Gastric cancer (GC) is a globally prevalent malignancy known for its aggressive behaviour and poor survival outcomes, especially when metastasis occurs. Recent research has focused on identifying more precise prognostic factors to tailor individual treatment strategies. By developing a nomogram using e Surveillance, epidemiology, and end results program (SEER) database, this study addresses a critical gap in understanding GC lung metastasis (GCLM). This approach goes beyond traditional American Joint Committee on Cancer staging, thus offering a more accurate predictive model for overall survival (OS) and risk categorization in GCLM patients. This contribution is significant because it can inform better clinical decision-making and potentially improve outcomes in this patient population.

Research motivation

This study was motivated by the need to improve prognostic predictions for GCLM, which is a condition associated with notably poor survival outcomes. The aim was to address key problems in current prognostic models, such as their limited ability to accurately predict OS and cumulative incidence prediction (CIP) in GCLM patients. The significance of solving these problems lies in providing clinicians with a more effective tool for risk stratification, which can guide personalized treatment plans and potentially improve patient outcomes. By developing a more accurate and comprehensive nomogram using data from the SEER database, this research contributes to the advancement of precision medicine in GC care, particularly for those with lung metastases.

Research objectives

The primary objective of this study was to develop an accurate prognostic nomogram for patients with GCLM by using data from the SEER database.
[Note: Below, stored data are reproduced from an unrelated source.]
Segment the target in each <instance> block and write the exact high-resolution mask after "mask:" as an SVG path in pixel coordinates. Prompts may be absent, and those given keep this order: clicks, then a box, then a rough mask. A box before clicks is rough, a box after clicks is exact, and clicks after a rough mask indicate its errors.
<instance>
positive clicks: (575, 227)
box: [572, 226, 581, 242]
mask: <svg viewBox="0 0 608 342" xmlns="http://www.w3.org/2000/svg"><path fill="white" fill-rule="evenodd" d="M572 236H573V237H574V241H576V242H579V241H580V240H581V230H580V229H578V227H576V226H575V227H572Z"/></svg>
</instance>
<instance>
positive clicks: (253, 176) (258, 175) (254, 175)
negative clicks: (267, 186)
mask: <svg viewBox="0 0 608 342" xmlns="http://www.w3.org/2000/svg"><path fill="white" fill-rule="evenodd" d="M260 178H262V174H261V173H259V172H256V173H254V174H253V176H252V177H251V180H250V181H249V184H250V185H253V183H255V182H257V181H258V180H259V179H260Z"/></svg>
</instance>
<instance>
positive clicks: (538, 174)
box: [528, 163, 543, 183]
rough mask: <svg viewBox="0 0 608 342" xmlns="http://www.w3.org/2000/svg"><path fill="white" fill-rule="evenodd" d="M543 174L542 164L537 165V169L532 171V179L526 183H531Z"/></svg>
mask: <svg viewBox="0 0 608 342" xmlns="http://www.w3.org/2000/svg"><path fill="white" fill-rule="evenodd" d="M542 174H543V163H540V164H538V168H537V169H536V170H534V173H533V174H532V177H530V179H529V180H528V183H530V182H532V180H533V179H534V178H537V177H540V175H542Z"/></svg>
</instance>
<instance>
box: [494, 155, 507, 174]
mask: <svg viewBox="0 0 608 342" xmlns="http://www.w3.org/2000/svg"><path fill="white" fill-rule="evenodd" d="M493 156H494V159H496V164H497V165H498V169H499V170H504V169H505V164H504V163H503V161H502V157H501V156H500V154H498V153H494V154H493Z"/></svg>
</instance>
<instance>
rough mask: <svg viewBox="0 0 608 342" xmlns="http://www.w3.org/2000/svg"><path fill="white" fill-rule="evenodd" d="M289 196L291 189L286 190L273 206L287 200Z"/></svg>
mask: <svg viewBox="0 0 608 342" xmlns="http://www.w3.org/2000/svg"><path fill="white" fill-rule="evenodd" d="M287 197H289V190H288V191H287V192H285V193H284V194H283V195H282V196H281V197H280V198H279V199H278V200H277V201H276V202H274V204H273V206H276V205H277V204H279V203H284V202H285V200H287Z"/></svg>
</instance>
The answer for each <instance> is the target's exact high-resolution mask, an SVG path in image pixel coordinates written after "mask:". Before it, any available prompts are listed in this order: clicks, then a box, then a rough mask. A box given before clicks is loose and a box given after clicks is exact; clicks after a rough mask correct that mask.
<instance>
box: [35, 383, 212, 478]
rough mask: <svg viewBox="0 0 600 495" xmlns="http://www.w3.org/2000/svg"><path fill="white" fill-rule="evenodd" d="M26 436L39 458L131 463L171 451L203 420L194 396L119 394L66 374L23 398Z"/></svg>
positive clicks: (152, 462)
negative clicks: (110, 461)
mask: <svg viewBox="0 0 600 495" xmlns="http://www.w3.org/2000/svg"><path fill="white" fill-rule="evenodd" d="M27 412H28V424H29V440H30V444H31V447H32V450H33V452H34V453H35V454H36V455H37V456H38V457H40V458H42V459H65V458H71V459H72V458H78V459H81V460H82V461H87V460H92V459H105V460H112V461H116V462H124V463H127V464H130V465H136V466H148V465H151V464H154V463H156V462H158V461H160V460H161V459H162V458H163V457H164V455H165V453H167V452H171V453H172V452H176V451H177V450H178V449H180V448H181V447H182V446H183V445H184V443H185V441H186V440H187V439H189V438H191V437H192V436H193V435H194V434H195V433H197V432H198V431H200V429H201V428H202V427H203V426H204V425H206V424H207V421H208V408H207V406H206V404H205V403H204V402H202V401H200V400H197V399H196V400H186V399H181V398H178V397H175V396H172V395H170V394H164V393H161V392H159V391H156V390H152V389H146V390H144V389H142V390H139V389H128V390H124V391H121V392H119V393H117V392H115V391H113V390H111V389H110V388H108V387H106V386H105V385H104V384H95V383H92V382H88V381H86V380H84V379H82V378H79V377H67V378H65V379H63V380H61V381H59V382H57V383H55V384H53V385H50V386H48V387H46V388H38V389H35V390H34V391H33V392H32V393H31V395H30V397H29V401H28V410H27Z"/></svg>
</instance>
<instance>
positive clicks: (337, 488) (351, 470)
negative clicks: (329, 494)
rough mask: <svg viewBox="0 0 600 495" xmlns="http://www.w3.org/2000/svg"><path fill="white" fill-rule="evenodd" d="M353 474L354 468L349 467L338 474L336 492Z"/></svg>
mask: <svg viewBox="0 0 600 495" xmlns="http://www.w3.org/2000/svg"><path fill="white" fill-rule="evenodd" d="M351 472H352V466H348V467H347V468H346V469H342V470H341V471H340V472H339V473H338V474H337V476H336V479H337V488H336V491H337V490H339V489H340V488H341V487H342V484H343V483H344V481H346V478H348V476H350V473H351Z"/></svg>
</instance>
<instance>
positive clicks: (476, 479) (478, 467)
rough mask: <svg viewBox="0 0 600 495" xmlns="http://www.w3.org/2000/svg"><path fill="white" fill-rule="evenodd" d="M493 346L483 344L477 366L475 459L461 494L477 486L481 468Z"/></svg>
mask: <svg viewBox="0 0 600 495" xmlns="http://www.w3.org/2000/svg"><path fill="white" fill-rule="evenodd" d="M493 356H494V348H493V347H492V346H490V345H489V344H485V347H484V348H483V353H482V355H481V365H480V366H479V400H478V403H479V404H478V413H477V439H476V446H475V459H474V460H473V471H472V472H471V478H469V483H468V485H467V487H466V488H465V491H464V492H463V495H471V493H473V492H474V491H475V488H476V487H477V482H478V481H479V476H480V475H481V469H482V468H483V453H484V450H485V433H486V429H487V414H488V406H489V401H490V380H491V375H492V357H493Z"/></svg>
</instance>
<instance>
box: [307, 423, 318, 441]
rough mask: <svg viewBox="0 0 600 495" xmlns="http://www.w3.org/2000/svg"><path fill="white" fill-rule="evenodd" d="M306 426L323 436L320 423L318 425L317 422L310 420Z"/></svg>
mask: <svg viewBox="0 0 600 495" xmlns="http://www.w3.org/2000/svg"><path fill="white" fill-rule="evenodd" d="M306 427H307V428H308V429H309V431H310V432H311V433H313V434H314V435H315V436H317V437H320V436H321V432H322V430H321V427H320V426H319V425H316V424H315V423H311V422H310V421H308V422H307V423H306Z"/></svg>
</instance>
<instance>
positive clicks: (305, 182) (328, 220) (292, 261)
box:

This nomogram aims to predict OS and CIP more effectively than existing models. The study successfully identified significant prognostic factors related to GCLM, thus integrating these factors into a model that offers more precise survival predictions and risk stratification. These objectives are significant for future research, as they will enhance the understanding of GCLM and aid in the advancement of personalized treatment strategies, thus potentially improving patient outcomes in this challenging cancer subtype.

Research methods

This research utilized a retrospective analysis of data from the SEER database comprising patients with GCLM from January 2000 to December 2020. The methods included univariate and multivariate Cox regression analyses to identify independent prognostic factors, and a nomogram was developed for predicting OS. This nomogram was validated by using the time-dependent area under the curve and calibration curves. Additionally, decision curve analysis was used to assess the clinical usefulness of the model. The novelty of this research lies in the comprehensive approach combining various clinical and demographic variables that have not been previously integrated in traditional models, thereby enhancing the prognostic accuracy for GCLM patients.

Research results

This research established a novel prognostic nomogram for predicting OS in patients with GCLM that included factors such as age, sex, race, tumour size, and treatment modality. This model demonstrated superior predictive accuracy compared to traditional staging systems, thereby significantly contributing to personalized treatment planning and risk assessment in GCLM patients. However, challenges remain in validating the nomogram across diverse patient populations and integrating emerging biomarkers and genetic data for further refinement of the predictive model.

Research conclusions

The research concluded with the successful development of a prognostic nomogram for predicting the OS of patients with lung metastases from GC based on an extensive and precise collection of clinicopathological variables. Moreover, this approach helps to appropriately classify patients into high-risk and low-risk groups, thereby guiding treatment. This model, which was validated for its reliability and clinical application, represents a significant innovation in personalized treatment and prognosis strategies for GC.

Research perspectives

Future efforts will focus on additional external validation and prospective evaluations to further establish the model's efficacy and applicability in clinical settings.